In the case of data '1' retention, when the voltage on the storage capacitor reduces below a certain threshold, data corruption may occur. Retention time (tRET) is set by the time required for reaching this condition.

The amount of time a cell can reliably store data without being refreshed is called cell's retention time ($tRET$). In the case of a constant leakage current ($I_D$), $tRET$ can be approximated as
$tRET\approx\frac{C\cdot \Delta V}{I_D}$,
where $C$ is the storage node capacitance and $C\cdot \Delta V$ is the amount of charge loss required in order to have a failure. In modern devices, at operating temperatures, $I_D$ is dominated by generation current due to defects in the cell's access transistor. Variability in defect configuration is responsible for a wide spread of the value of leakage current, and therefore of $tRET$, across different memory cells.

Only a few cells actually have $tRET$ approaching the refresh interval. To improve yield and reliability, DRAM chips include redundant rows or columns that can be used to replace faulty ones or single cells including those with retention times shorter than the refresh interval. However, this technique is less effective against VRT cells, which may begin to fail only after faulty cell replacement has been performed, typically at the die level.

== Physics ==

Structural modification of the defect may alter its energy level
Electrical charge trapped in the gate-oxide may significantly affect electric field at the defect site
Physical models for VRT

At the microscopic level, defects located in the bulk or at the Si/SiO_{2} interface of the access transistor are believed to be the primary source of leakage responsible for the discharge of the storage capacitor. According to Shockley–Read–Hall (SRH) theory, the generation rate depends on trap energy level ($E_T$), free carrier concentration, and temperature. In the case of defects located in the depleted region, where free carrier concentrations are typically negligible and the generation rate is maximized, the current can be approximated as:
$I_{SRH} \simeq \frac{q n_i \sigma v_{th}}{2 \cosh \left( \frac{|E_T-E_i|}{kT}\right)}$,
where $E_i$ is the intrinsic Fermi energy, $n_i$ is the intrinsic carrier concentration in silicon, $\sigma$ is the capture cross section which determines the probability of carrier capture and emission (assumed to be equal for electrons and holes for simplicity), $v_{th}$ is the thermal velocity of carriers. Large electric fields($F$) are known to enhance $\sigma$, resulting in increased generation current. Incorporating this effect, the total leakage current can be expressed as
$I=(1+\Gamma (F,E_T) )\cdot I_{SRH}(E_T)$,
where $\Gamma(F,E_T)$ is the field enhancement factor, a positive quantity that becomes significant under strong electric fields.

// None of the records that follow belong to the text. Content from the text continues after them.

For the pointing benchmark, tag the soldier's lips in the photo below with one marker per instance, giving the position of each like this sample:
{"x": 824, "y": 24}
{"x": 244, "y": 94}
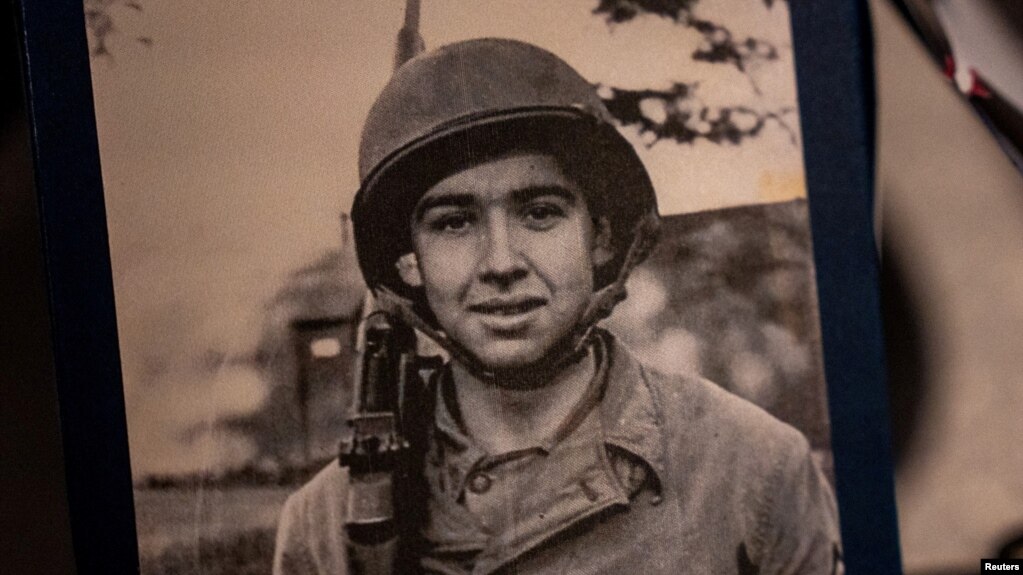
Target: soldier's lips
{"x": 506, "y": 307}
{"x": 507, "y": 315}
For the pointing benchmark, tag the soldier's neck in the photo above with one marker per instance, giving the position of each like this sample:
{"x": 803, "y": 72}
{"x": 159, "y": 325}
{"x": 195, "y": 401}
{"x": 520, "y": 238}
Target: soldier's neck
{"x": 501, "y": 419}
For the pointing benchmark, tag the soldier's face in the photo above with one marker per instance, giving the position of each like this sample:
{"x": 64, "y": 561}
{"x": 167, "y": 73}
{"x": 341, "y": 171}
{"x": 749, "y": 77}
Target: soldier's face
{"x": 505, "y": 253}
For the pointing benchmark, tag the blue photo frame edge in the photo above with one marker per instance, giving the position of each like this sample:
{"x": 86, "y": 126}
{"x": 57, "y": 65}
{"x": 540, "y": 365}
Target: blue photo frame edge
{"x": 833, "y": 49}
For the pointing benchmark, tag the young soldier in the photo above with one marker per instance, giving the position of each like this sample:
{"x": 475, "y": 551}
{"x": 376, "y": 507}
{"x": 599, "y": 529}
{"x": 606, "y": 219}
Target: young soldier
{"x": 500, "y": 212}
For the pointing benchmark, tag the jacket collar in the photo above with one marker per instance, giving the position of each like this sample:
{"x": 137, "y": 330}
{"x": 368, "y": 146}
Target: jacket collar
{"x": 630, "y": 412}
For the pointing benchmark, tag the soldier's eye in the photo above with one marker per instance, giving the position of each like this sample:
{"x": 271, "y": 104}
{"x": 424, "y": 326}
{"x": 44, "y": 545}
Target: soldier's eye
{"x": 456, "y": 222}
{"x": 543, "y": 214}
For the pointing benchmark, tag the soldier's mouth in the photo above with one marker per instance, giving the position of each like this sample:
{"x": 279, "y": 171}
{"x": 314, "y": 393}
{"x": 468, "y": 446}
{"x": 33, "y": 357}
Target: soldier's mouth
{"x": 501, "y": 307}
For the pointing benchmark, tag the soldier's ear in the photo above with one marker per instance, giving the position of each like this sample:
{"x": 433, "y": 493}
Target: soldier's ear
{"x": 604, "y": 248}
{"x": 408, "y": 270}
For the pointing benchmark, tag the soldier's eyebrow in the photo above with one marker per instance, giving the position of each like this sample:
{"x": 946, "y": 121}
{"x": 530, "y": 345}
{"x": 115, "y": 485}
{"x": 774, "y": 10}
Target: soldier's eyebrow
{"x": 529, "y": 193}
{"x": 453, "y": 200}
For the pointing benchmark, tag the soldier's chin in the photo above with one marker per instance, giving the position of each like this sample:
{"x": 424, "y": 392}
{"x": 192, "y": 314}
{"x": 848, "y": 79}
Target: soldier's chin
{"x": 527, "y": 368}
{"x": 507, "y": 357}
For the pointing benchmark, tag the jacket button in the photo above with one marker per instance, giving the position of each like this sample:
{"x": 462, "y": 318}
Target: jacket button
{"x": 480, "y": 483}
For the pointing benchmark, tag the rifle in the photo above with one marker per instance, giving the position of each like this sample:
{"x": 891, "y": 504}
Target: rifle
{"x": 384, "y": 455}
{"x": 385, "y": 468}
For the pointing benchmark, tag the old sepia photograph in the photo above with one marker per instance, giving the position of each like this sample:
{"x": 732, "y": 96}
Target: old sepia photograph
{"x": 464, "y": 288}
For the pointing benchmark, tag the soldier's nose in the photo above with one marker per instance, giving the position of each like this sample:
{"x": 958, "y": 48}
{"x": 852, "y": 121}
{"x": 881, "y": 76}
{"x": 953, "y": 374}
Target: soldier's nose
{"x": 501, "y": 262}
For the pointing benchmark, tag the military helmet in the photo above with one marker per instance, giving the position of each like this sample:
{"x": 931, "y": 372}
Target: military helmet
{"x": 473, "y": 100}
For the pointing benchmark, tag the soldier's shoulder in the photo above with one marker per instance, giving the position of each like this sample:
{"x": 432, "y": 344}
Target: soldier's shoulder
{"x": 698, "y": 414}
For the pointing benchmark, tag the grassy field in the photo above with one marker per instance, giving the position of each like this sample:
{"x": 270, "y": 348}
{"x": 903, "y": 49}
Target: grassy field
{"x": 208, "y": 531}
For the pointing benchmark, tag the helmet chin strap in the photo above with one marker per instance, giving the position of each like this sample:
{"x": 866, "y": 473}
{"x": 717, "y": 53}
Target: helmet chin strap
{"x": 569, "y": 350}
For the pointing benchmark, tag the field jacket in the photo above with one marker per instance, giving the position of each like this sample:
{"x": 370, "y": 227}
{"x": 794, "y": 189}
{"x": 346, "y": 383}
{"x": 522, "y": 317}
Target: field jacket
{"x": 723, "y": 487}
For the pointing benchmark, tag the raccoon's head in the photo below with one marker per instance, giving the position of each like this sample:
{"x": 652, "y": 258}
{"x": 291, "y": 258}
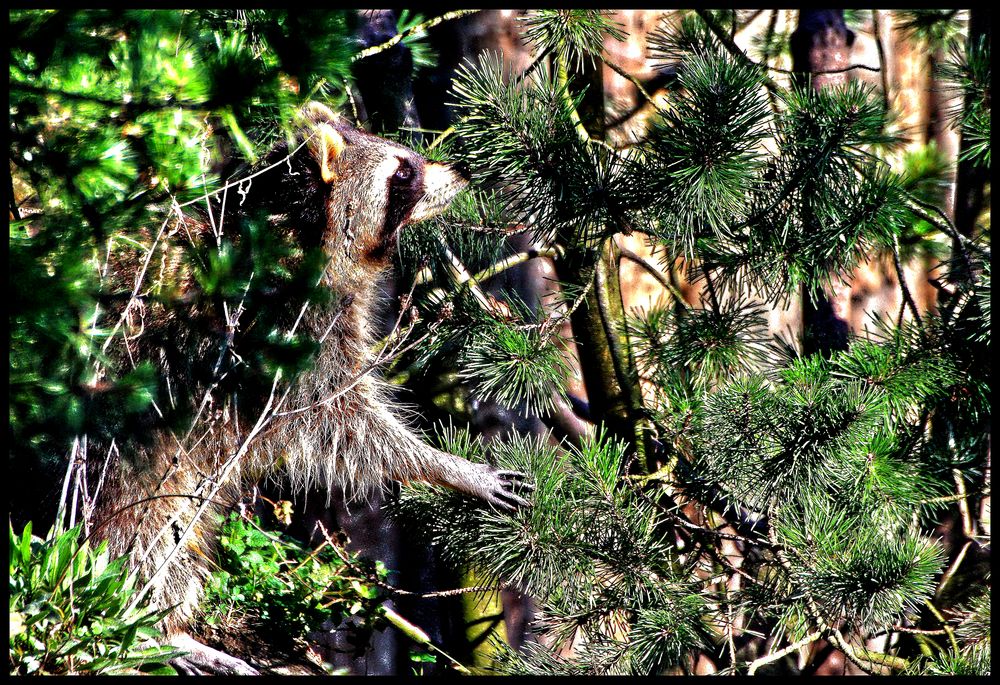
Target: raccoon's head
{"x": 352, "y": 192}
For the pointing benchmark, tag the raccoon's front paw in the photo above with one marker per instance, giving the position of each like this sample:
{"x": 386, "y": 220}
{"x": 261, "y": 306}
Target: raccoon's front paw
{"x": 501, "y": 488}
{"x": 203, "y": 660}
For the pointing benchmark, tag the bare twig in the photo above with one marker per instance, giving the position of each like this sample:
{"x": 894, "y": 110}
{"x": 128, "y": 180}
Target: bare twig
{"x": 419, "y": 28}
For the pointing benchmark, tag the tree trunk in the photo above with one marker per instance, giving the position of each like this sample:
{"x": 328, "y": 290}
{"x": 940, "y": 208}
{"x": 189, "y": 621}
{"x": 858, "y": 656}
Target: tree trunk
{"x": 821, "y": 43}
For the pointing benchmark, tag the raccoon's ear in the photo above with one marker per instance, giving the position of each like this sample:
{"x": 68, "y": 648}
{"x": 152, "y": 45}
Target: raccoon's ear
{"x": 327, "y": 145}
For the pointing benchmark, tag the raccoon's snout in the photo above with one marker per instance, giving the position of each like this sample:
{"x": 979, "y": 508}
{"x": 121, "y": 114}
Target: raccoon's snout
{"x": 441, "y": 184}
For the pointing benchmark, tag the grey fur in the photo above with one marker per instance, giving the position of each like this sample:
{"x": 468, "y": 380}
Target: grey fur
{"x": 337, "y": 426}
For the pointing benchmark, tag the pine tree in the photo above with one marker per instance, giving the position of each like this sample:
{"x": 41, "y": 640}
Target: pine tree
{"x": 744, "y": 500}
{"x": 737, "y": 499}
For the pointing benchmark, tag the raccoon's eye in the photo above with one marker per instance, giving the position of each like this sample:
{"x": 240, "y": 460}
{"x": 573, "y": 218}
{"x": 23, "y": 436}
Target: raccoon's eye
{"x": 404, "y": 173}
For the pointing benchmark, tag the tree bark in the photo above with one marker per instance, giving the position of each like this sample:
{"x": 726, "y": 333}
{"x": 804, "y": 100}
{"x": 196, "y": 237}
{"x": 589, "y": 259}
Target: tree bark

Generation current may fluctuate over time displaying a random telegraph noise (RTN) pattern, with transition rates having an Arrhenius dependence on temperature. To explain the origin of these instabilities, two main theoretical models have been proposed. One model attributes VRT to structural modifications of the defect, which cause changes in the trap energy level. The other model suggests that VRT arises from modulation of the local electric field, attributed to changes in the charge state of nearby defects, often located in the gate oxide. Both models have been supported by experimental evidence, suggesting that the VRT may originate from different physical phenomena.

== Mitigation ==
Considerable effort has been spent to mitigate the effects of VRT, including modifications to the fabrication process and the introduction of error correction mechanisms.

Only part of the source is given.